Había algo de clandestino y emocionante en esa investigación. La estudiante contaba que los traductores sólo se comunicaban con ella por servicios de mensajería en internet y no revelaban sus nombres. Que los subtítulos no se limitaban a poner las frases del diálogo: había contexto, explicaciones sobre la historia y las costumbres de Corea. También contaba que todo eso era piratería. Ella no sólo quería saber cuántas horas acumulaban subtitulando, cuántos años habían pasado estudiando coreano, ni hasta cuándo se dedicarían a ese trabajo voluntario. Quería entender la razón de robarle tantas horas de sueño a su noche, de lanzar una inversión de conocimiento y tiempo al viento.

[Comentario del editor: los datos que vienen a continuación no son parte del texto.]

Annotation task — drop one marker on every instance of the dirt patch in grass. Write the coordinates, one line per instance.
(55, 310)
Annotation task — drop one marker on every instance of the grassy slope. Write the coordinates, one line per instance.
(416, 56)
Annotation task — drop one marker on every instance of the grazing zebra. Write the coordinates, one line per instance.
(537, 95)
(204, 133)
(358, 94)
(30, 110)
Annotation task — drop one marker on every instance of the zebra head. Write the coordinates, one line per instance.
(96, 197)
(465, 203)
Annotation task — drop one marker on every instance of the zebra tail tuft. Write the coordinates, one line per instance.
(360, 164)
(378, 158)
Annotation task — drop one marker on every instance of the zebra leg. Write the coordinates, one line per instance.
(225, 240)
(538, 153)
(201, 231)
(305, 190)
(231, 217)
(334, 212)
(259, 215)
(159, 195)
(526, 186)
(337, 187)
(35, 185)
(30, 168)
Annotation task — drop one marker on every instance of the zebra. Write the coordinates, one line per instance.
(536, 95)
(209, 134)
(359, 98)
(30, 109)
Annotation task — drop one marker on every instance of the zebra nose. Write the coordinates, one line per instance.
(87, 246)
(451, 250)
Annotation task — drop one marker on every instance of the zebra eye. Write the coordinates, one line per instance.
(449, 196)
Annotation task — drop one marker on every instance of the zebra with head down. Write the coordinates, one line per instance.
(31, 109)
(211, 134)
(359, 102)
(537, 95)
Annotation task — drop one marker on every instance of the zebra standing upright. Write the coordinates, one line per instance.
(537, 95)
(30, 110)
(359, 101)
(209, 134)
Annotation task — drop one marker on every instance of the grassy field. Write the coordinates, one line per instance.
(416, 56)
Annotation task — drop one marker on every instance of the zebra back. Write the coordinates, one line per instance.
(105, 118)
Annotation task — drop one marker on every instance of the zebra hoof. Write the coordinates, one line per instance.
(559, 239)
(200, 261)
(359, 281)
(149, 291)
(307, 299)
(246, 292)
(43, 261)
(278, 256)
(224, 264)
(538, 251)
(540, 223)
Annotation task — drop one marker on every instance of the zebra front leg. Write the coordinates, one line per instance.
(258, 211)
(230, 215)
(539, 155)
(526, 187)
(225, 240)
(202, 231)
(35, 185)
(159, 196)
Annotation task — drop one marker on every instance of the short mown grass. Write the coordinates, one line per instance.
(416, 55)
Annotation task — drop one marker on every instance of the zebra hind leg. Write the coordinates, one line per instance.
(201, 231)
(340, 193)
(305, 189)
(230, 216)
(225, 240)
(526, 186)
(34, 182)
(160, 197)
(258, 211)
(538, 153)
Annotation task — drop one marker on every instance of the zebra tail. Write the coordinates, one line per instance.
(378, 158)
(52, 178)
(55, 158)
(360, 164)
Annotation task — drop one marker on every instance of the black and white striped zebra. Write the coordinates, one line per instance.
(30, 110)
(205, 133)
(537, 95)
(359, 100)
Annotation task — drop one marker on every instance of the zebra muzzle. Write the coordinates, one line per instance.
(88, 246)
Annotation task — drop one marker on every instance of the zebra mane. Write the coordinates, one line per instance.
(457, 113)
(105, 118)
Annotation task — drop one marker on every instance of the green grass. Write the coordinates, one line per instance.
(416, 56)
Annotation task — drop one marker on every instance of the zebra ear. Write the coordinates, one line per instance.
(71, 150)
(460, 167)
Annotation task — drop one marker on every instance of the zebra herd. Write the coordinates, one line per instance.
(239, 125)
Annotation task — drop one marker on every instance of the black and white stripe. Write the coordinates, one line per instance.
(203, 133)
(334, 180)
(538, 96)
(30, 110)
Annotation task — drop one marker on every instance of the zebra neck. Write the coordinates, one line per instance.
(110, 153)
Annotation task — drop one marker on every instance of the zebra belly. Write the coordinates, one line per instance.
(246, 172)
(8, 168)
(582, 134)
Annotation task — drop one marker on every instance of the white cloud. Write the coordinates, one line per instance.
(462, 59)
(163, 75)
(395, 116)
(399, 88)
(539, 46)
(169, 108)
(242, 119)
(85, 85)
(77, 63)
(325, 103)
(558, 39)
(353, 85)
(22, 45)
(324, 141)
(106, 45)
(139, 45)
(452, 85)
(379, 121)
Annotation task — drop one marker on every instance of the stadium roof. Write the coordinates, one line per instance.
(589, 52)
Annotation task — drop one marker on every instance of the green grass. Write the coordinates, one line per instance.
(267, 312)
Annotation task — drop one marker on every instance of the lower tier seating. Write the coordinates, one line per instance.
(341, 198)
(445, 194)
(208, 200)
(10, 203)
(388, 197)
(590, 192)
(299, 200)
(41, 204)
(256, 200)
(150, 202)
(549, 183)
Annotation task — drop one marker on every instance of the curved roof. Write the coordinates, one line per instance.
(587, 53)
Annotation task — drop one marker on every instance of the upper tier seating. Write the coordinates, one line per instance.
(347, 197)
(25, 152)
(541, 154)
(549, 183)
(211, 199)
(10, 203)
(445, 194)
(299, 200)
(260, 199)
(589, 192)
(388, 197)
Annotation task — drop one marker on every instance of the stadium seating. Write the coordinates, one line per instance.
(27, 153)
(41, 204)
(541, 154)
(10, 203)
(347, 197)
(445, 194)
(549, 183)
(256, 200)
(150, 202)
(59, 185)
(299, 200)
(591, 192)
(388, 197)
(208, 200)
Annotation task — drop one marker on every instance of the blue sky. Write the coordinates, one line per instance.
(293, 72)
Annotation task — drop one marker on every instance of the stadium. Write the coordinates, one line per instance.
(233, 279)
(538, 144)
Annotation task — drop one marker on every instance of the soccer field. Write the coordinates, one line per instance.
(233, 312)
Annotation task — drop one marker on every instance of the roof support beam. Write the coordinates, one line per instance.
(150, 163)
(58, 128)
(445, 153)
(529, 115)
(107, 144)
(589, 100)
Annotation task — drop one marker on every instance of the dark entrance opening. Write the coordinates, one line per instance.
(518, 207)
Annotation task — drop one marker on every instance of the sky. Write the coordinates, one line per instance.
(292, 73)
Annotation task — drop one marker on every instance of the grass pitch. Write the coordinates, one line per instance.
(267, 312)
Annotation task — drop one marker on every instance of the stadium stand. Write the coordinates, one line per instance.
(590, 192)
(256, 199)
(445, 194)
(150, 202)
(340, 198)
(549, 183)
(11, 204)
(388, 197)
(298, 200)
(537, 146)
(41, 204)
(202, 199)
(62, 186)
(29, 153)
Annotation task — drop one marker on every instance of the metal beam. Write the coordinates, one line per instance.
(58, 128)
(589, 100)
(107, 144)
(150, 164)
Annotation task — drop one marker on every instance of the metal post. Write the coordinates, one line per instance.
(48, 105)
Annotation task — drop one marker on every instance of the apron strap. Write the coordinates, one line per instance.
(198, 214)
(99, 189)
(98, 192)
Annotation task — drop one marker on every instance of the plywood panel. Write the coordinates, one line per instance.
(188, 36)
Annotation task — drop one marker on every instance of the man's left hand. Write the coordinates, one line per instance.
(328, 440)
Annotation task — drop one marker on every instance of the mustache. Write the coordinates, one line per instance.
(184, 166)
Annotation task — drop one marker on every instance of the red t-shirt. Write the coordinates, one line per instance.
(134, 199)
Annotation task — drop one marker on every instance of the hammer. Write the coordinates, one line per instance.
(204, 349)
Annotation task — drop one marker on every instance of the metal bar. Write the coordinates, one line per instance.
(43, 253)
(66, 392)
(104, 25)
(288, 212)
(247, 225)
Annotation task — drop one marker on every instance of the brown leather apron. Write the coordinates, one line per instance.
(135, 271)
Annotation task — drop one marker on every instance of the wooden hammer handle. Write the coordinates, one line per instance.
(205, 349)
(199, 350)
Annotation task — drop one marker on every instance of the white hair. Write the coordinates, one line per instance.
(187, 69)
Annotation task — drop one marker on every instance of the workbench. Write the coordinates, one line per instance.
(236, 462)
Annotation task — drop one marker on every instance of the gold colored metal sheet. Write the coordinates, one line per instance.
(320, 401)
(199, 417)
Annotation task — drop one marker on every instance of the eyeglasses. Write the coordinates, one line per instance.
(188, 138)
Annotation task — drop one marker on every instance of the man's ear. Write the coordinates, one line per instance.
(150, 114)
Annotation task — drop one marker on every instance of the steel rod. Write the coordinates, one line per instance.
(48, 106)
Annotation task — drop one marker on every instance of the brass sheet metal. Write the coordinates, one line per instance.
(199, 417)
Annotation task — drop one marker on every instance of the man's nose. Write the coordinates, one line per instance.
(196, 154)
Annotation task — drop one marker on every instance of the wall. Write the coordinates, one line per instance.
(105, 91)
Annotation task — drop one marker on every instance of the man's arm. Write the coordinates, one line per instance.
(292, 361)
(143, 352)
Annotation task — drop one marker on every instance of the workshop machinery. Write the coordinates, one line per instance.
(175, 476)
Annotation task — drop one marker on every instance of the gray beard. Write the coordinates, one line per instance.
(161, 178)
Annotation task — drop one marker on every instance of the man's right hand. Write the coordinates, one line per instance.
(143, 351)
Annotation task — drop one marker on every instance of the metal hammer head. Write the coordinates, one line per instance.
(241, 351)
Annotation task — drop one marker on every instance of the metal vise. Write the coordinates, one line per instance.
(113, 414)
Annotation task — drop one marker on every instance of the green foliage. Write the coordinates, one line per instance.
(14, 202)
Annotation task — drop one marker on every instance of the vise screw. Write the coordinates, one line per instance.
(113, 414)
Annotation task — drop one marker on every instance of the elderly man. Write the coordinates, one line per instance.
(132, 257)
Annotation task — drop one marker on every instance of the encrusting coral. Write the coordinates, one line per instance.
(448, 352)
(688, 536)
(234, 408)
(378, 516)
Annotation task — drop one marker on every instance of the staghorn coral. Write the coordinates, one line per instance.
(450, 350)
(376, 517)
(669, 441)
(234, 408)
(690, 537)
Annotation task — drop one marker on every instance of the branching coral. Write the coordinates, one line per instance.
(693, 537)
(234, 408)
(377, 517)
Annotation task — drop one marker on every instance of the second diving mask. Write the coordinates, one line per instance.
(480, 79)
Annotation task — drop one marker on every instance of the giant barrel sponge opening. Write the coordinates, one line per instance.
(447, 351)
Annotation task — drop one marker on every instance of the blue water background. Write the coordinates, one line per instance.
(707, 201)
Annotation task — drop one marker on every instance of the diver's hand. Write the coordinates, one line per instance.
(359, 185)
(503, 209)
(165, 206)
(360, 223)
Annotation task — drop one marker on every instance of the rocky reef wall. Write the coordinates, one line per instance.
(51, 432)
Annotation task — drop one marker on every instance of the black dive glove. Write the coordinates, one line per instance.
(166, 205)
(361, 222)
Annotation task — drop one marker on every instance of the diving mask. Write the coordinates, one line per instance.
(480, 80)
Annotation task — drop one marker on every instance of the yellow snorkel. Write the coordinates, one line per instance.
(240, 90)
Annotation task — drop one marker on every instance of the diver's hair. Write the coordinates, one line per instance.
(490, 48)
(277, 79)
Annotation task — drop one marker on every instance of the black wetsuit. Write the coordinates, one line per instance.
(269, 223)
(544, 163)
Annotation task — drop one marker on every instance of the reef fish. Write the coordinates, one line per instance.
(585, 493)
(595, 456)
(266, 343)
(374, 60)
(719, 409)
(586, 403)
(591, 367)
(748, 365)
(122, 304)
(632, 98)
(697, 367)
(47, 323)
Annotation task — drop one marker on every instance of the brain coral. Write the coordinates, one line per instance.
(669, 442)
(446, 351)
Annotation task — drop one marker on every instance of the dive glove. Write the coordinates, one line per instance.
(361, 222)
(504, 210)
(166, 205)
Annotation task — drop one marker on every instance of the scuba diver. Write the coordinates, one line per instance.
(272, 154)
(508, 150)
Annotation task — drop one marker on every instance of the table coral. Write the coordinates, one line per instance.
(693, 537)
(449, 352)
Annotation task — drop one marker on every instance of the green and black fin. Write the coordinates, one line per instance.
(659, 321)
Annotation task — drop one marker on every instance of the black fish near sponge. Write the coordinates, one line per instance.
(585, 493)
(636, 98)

Quería entender –y explicar– la pasión. 

La recordé hace poco, cuando leí sobre una plataforma que lucra del trabajo de esos voluntarios: ellos forman grupos, traducen y subtitulan las series y quienes quieran mirarlas, deben pagar una suscripción. Viki, una suma de video y wiki, comenzó hace más de una década como una iniciativa para ayudar a aprender coreano –viendo telenovelas de 16 capítulos y sin segundas temporadas. Creció, mutó y fue comprada por una empresa japonesa de comercio electrónico llamada Rakuten. Viki ya no es una plataforma para aprender coreano mientras se llora por amores castos y contrariados. Ahora es un emporio con más de 40 millones de usuarios y oficinas en Seúl, Singapur, Tokio y San Francisco. Y es un servicio que cobra a los usuarios para ver en buena calidad sus dramas asiáticos favoritos. Cobran. Pero los traductores siguen siendo voluntarios. 

Ahora estoy igual que aquella estudiante de traducción, intentando entender las razones que llevan a los fanáticos a trabajar sin recibir compensación. Pero aún no encuentro razones para justificar esa pasión. Y la noticia de que Viki ha empezado a usar traducción automática en algunos dramas, ha empezado a colocar en los canales de discusión de la comunidad de traductores voluntarios la duda de haber alimentado a un sistema automático que pronto prescindirá de ellos. (Y, sin duda, de los profesionales remunerados que traducen y ponen subtítulos en otras plataformas).

Hoy, 30 de septiembre, es el Día Internacional de la Traducción. Lo es porque hoy se recuerda en el santoral católico a San Jerónimo, patrono de los traductores por haberse dedicado entre los años 382 y 405 a traducir la Biblia al latín. La Vulgata –edición para el pueblo– de Jerónimo, santo de las iglesias católica, luterana, anglicana y ortodoxa, fue declarada la versión única, auténtica y oficial de la Biblia en 1546, en el Concilio de Trento. Y sólo dejó de serlo hace cuarenta años, cuando en 1979 se promulgó la Nova Vulgata.  

Celebremos hoy a San Jerónimo y encomendémosle a aquellos fanáticos apasionados que trabajan durante tantas madrugadas sin ganar nada a cambio. Al final, todas esas personas que hoy se amanecerán traduciendo los diálogos de una novelita romántica coreana, sienten más o menos lo que Antoine Berman definió en L'Épreuve de l'étranger: un impulso, un deseo de traducir, motivado por la obra que pide la traducción como destino. ¿Quién explica la pasión?